Although Damon cites several district courts that require privity to sue for breach of an implied warranty, see, e.g., Parsley v. Monaco Coach Corp., 327 F.Supp.2d 797 (W.D.Mich. 2004); Pitts v. Monaco Coach Corp., 330 F.Supp.2d 918 (W.D.Mich. 2004); Ducharme v. A S RV Ctr., Inc., 321 F.Supp.2d 843 (E.D.Mich. 2004), these cases are not binding on this court and do not have the substantial weight of the decisions of the Michigan Supreme Court and the Michigan Court of Appeals on an issue of Michigan law. Cf. Salve Regina Coll. v. Russell, 499 U.S. 225, 231-39, 111 S.Ct. 1217, 113 L.Ed.2d 190 (1991) (holding that district courts' interpretation of state law is owed no deference on review). The district court decisions cited above are also flawed in that they base their analysis primarily on a decision by a fellow district court, Mt. Holly Ski Area v. U.S. Electrical Motors, 666 F.Supp. 115 (E.D.Mich. 1987), and decisions by other districts, rather than on how the Supreme Court of Michigan would decide this question, which requires considerably more attention to Michigan Supreme Court and Michigan Court of Appeals decisions.
The Sixth Circuit has recently affirmed this decision in an unpublished summary affirmation. Ducharme v. A S RV Ctr., Inc., 127 Fed.Appx. 204 (6th Cir. 2005) (per curiam).
Based on the foregoing, we conclude that Michigan has abandoned the privity requirement for implied-warranty claims and thus that the district court erred in dismissing Pack's implied-warranty claims for lack of privity.

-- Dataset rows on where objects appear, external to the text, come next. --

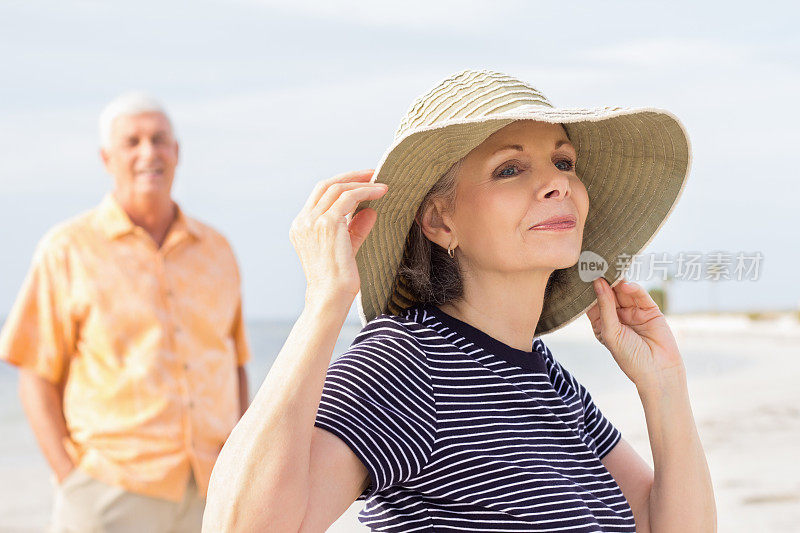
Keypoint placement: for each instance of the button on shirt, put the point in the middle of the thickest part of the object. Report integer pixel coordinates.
(146, 341)
(460, 432)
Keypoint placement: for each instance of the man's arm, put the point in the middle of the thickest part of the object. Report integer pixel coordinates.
(42, 402)
(244, 393)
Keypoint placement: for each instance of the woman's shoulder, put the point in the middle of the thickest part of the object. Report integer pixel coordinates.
(409, 325)
(400, 337)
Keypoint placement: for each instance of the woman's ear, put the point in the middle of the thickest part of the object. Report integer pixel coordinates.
(436, 225)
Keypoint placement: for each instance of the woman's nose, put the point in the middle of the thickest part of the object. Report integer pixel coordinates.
(556, 185)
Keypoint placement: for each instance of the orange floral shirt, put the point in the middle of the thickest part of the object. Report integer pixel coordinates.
(145, 341)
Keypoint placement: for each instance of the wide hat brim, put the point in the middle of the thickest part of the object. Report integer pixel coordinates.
(634, 163)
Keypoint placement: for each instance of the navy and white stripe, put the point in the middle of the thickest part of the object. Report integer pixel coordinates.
(460, 432)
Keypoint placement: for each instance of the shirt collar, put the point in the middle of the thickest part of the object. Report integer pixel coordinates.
(115, 222)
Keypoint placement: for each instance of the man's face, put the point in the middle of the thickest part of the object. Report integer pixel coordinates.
(142, 155)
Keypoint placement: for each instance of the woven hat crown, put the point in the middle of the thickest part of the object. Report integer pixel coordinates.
(470, 94)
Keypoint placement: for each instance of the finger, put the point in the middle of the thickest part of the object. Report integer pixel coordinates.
(609, 322)
(638, 296)
(623, 294)
(335, 192)
(349, 200)
(360, 226)
(345, 177)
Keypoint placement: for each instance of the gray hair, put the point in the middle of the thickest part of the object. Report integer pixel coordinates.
(130, 103)
(426, 269)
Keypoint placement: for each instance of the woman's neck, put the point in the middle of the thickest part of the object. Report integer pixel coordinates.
(505, 307)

Alternatively, the express warranty extended from Damon to Pack could suffice to support the requisite contractual relationship to bring an implied-warranty claim, as the court found in Great American. 397 N.W.2d at 857. The facts of the instant case are even stronger than the facts of Great American because here Damon made an express warranty directly to Pack, the original retail buyer.
For the foregoing reasons, we REVERSE IN PART the district court's dismissal of plaintiff's state-law express-warranty claims, REVERSE the district court's dismissal of plaintiff's state-law implied-warranty claim, and REVERSE the district court's dismissal of plaintiff's claims under the MMWA and the MCPA. We REMAND to the district court for further proceedings consistent with this opinion.